Designing events that earn their right to exist

At the recent IMEX Frankfurt, the world’s largest trade show for our industry, I had the privilege and the immense responsibility of giving a presentation to colleagues from all over the globe. The focus of my talk was something we live and breathe every day at Eventful: a radical reshaping of how we measure the success and justification of modern events. Event management is one of the most stressful jobs in the world; we are the architects of human experience, managing multimillion-dollar budgets and unpredictable human nature in real time. Yet, with that power comes a brutal question: are we using our expertise simply to make an event happen, or to ensure it truly matters long after the lights go out?

A frequent pitfall for organizers today is the so-called logistics trap. We feel proud when everything runs like a Swiss watch, when trucks arrive on time, and doors open at exactly 9:00 AM. But we must be honest with ourselves: the flawless execution of a strategically hollow event is still a strategic failure. If you have delivered a perfect event that could easily have been a simple email, you didn't create value, you just efficiently spent resources and created an environmental burden. The old industry concept asked whether the event took place at all, whereas the new one demands an answer to whether it actually made sense.

All of us who gather at these conventions borrow a massive debt of resources and time. We all burned jet fuel to get to Frankfurt. Our presence, as well as the presence of your attendees at your events, is justified only if the ideas and connections we leave with are more powerful than the carbon we burned to get there. That is why today’s audience has a built-in, high-resolution radar for what we call performative sustainability, or green theater. When you use bamboo forks at an event while simultaneously flying in strawberries from another continent in the dead of winter just because it looks good on Instagram, clients and attendees know it is strategically hollow. Aesthetic ecology does not build trust; it actively destroys it.

Strategic regeneration is not about aesthetics, it is about infrastructure.
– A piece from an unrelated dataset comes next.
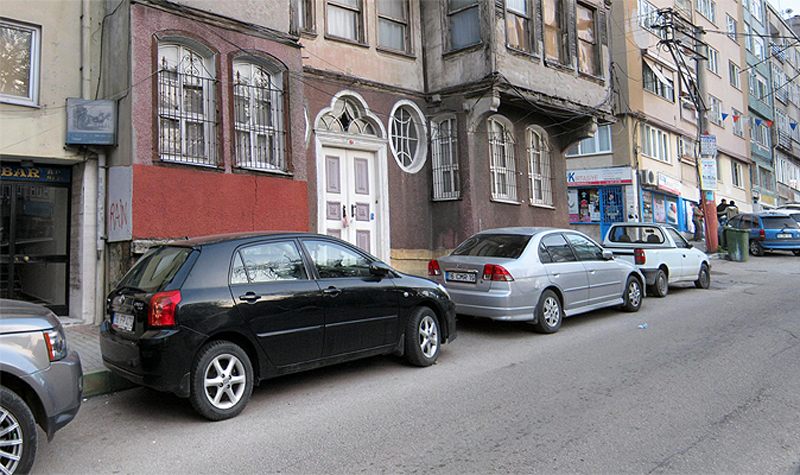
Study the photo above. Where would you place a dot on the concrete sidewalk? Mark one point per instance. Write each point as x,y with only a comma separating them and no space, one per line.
85,339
It is an offensive business strategy that creates new value, unlike classic sustainability, which is defensive, focused on damage control, and seen by clients as a mere expense. Regeneration does not ask for an extra budget for green initiatives; it redefines the mathematics of the existing budget. For example, generic branded gadgets, meaning thousands of ordered plastic trinkets that consistently end up in hotel trash cans, represent a 100% wasted client budget. If you redirect that same budget to hire a local artisan, the attendee doesn't throw it away, they take it home. It becomes a story, an emotional connection, and a lasting investment in the brand. Paying for carbon offsets is an apology for damage, but investing in local neighbors and ecosystems is your client’s permanent signature in the fabric of that city.
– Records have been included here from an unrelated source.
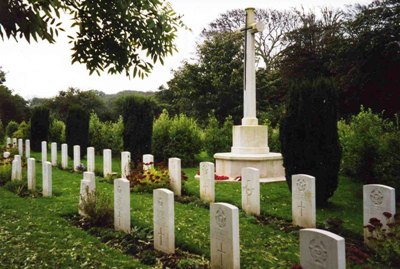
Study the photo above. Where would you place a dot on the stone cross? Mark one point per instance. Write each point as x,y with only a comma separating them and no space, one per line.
20,147
54,154
107,162
64,156
31,174
90,159
251,190
378,199
321,249
303,201
163,220
224,235
125,160
122,205
47,179
77,157
207,184
175,175
27,148
148,162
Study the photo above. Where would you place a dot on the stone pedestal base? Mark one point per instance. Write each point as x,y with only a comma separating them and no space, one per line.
270,165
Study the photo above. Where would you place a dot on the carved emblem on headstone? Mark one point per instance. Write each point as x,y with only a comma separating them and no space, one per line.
376,197
220,218
301,184
318,251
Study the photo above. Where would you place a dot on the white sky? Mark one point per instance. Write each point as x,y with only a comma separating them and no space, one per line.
42,69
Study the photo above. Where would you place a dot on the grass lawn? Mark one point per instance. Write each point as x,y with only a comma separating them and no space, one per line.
36,233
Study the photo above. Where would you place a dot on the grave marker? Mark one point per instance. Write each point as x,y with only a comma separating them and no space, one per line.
321,249
163,219
251,190
303,201
224,235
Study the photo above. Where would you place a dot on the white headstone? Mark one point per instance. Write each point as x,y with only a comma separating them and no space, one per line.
47,180
321,249
251,191
31,174
107,162
64,156
175,175
378,199
224,235
90,159
44,152
207,185
27,148
20,147
77,157
125,160
148,162
54,154
122,205
163,219
303,201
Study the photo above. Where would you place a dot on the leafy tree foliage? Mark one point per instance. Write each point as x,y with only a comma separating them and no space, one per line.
309,135
138,126
111,35
77,129
39,127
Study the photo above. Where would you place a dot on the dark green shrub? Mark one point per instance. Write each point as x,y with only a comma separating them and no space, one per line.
77,130
137,116
12,127
39,127
309,136
218,138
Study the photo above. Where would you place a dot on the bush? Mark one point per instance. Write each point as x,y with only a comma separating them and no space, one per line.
137,116
12,127
106,135
39,127
57,131
218,138
77,130
309,136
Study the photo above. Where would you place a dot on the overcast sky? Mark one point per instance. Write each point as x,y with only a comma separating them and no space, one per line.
42,70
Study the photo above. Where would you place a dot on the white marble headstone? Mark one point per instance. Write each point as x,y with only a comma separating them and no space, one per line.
148,162
378,199
207,184
224,235
77,157
54,154
107,162
303,201
64,156
90,159
321,249
122,205
163,219
31,174
47,179
125,160
27,148
175,175
251,191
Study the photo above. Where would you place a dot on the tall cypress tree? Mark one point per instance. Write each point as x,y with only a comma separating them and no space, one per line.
39,127
77,129
137,113
309,136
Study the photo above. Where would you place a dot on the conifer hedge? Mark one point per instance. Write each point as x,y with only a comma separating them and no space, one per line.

To make legacy measurable, we at Eventful look at every project through three clear pillars before we even sign a contract. The first is intellectual legacy, a mechanism ensuring that knowledge remains in the destination through student internships and workshops, so we don't leave the community exactly as smart as we found it. The second is economic legacy, which rejects an extractive economy where money enters and leaves a city within 48 hours, and instead creates permanent trade routes for local small businesses. The third is physical legacy, a tangible footprint in the ecosystem, whether it’s a restored park or new energy infrastructure for a venue. We don't start with the floor plan for day one, we start with the question of what will remain in that city exactly one year after the trucks leave.

In an era where artificial intelligence can optimize transport schedules, calculate carbon footprints, and write technical briefs for free, defining our job solely through these tasks means becoming obsolete. AI can manage a process, but it can never feel a sense of purpose, nor can it look a local community in the eye and say it is there to make them stronger. Our value is not in spreadsheets, but in the soul, empathy, and long-term vision we bring to projects. Delivering an event is temporary, but its legacy must be permanent. It is time to stop being mere order-takers and become architects of change, designing events that have truly earned their right to exist.